From Enrollment Professional to Parent: My New Insights into the College Search Process
By: Laura Sheehan
As I write this post, my daughter is finishing her two-day orientation at the university she’ll be attending in the fall, thereby ending our family’s exhaustive college search process. Part of me thinks it should have been easier, mainly because:
- I’ve been through it before
- My husband and I both work in higher education, and
- This particular child is a go-getter and did most of the work herself
Yet, the enormity of the decision (and the huge list of tasks) reminded me of just how arduous a process this is for students and families. My husband and I let our daughter take the lead while we stayed in close contact, accompanied her on visits, and completed countless forms.
Over the past year, I observed her process and asked tons of questions — basically mining her perspective. While this in no way represents a study, I was intrigued enough by the consistency between her experience and the research to share the following observations:
Shopping for colleges in a market rich with options
Ophelia approached her college search like a mindful consumer — she began by collecting data in order to make the best possible purchase. I know, I know … we cringe at the thought of higher education being reduced to a commodity, but from the student/family perspective it is one of life’s greatest purchases — in a market rich with options.

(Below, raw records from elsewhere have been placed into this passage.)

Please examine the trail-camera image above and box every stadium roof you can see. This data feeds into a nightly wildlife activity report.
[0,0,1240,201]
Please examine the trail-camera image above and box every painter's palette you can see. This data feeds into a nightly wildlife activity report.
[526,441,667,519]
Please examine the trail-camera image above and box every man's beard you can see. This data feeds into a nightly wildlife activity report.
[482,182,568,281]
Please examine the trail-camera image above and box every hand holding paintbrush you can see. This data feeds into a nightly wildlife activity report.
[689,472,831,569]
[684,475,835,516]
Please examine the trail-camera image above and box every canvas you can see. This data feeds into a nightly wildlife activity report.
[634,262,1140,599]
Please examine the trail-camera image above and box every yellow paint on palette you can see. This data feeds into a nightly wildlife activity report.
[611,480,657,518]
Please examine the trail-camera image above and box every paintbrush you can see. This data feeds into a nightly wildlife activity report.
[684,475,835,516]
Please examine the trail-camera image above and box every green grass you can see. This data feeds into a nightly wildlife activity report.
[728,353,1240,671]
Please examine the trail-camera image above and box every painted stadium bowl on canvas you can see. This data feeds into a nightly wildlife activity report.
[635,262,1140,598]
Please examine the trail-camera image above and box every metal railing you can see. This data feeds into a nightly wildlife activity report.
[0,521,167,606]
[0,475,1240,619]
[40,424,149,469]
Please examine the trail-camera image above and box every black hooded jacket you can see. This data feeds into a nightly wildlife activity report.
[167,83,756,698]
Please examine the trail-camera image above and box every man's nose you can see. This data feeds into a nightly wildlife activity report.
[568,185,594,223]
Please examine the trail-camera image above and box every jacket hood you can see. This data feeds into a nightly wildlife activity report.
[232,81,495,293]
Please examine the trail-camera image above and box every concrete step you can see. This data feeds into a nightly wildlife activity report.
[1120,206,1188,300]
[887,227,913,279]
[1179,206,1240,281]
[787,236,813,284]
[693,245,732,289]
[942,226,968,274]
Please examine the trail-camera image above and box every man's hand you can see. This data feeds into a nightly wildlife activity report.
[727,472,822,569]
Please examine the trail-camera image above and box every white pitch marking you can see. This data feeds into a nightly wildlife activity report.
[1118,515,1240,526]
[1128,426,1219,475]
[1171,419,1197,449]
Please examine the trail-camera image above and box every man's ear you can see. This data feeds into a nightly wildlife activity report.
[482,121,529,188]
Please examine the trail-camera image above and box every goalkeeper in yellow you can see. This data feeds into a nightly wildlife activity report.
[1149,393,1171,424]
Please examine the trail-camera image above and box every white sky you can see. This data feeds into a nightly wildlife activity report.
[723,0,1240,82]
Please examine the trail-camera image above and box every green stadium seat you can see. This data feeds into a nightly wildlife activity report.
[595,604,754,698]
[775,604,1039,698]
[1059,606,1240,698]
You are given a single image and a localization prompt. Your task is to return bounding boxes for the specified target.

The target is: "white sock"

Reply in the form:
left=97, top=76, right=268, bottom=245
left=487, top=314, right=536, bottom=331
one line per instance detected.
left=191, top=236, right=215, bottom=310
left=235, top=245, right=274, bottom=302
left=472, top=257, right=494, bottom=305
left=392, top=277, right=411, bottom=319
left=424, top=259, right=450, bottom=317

Ophelia spoke to her key influencers, those whose perspectives she valued: parents, friends, guidance counselors, and favorite teachers. She sought their opinions, asking what each knew or thought about a particular institution. And she listened. I know this because my husband and I disagreed on the value of one university: I wanted her to consider it and he did not. Well, he got to her first and she wouldn’t budge (influencers do, indeed, influence).
“I have no patience for bad websites.”
Like her peers, Ophelia’s next step centered on digital research. She went to the website of each school on her list searching for answers to a few specific questions. In particular, she wanted to find:
- Her desired major and its curriculum
- Cost of attending and financial aid
- Next steps in the application process
- Student testimonials
Note that her list is fairly short. Many (most, really) higher ed websites are overloaded with nonessential information. This is where we have a true disconnect between students and institutions.
Ophelia and her peers have a clear expectation of how a website should deliver information. They are digital natives and have never known dial up internet or slow page loads. They also expect a clean, easy-to-follow navigation. “All colleges have the same basic format like Admissions, Academics, and stuff,” Ophelia said. “The problem is the sub navigation when you can’t find things or they don’t come up in their own search. I have no patience for bad websites.”
Print still works (once they’re hooked)
While she threw out 90% of the material that came to the house, she kept and read everything related to the institutions on her short list. From Ophelia’s perspective: “I didn’t ask for most of the stuff I got– it came from colleges I wasn’t interested in.”
I pleaded with her to at least look through the unsolicited materials, but after a while I gave up. The volume was simply too much. From her perspective: “They send me information about majors I have no interest in – they don’t even know who I am or what I want.”
Personalization … up to a point
Which brings us to the point of personalization. All data shows us that prospective students want to be known — up to a point. They definitely expect the institutions to know their names and areas of academic interest, but this is a savvy generation and they don’t fall for overt marketing.
One day Ophelia tossed me a post card that had her name spelled out in skywriting. “How lame is that?” she said. I actually thought it was kind of nice, which I why I advocate for peer appropriate focus groups (turns out there’s a huge difference between the likes of middle aged administrators and college bound students!).
Ophelia’s perspective was that it was an obvious and desperate ploy for her attention: “I don’t mind if they use my name in a letter or email, but this is a bit much.”
Student voices & campus visits
So what works best? Turns out, a variety of strategies, but perhaps the most consistently effective are peer voices and campus visits. The former can be a simple testimonial, video, or part of a targeted communication plan, but the pieces need to be honest, authentic, and abundant.
Like her peers, Ophelia trusts other students, seeing them as “more honest” than institutional messages. “I don’t know,” she said, “There’s something about seeing a bunch of students who are already there and hearing about what it’s like. I just trust them more … unless it sounds like they’re not using their own words.”
And of course, there’s nothing better than the campus visit to give prospects the opportunity to meet current students and to experience the campus environment firsthand. Ophelia’s final decision came down to several factors, but none had greater importance than talking to current students and then seeing the campus in action.
Those who work in higher ed have no doubt heard countless students say, “Once I stepped on campus, I just knew it was the right place.” For parents and professionals, there’s no greater sentiment.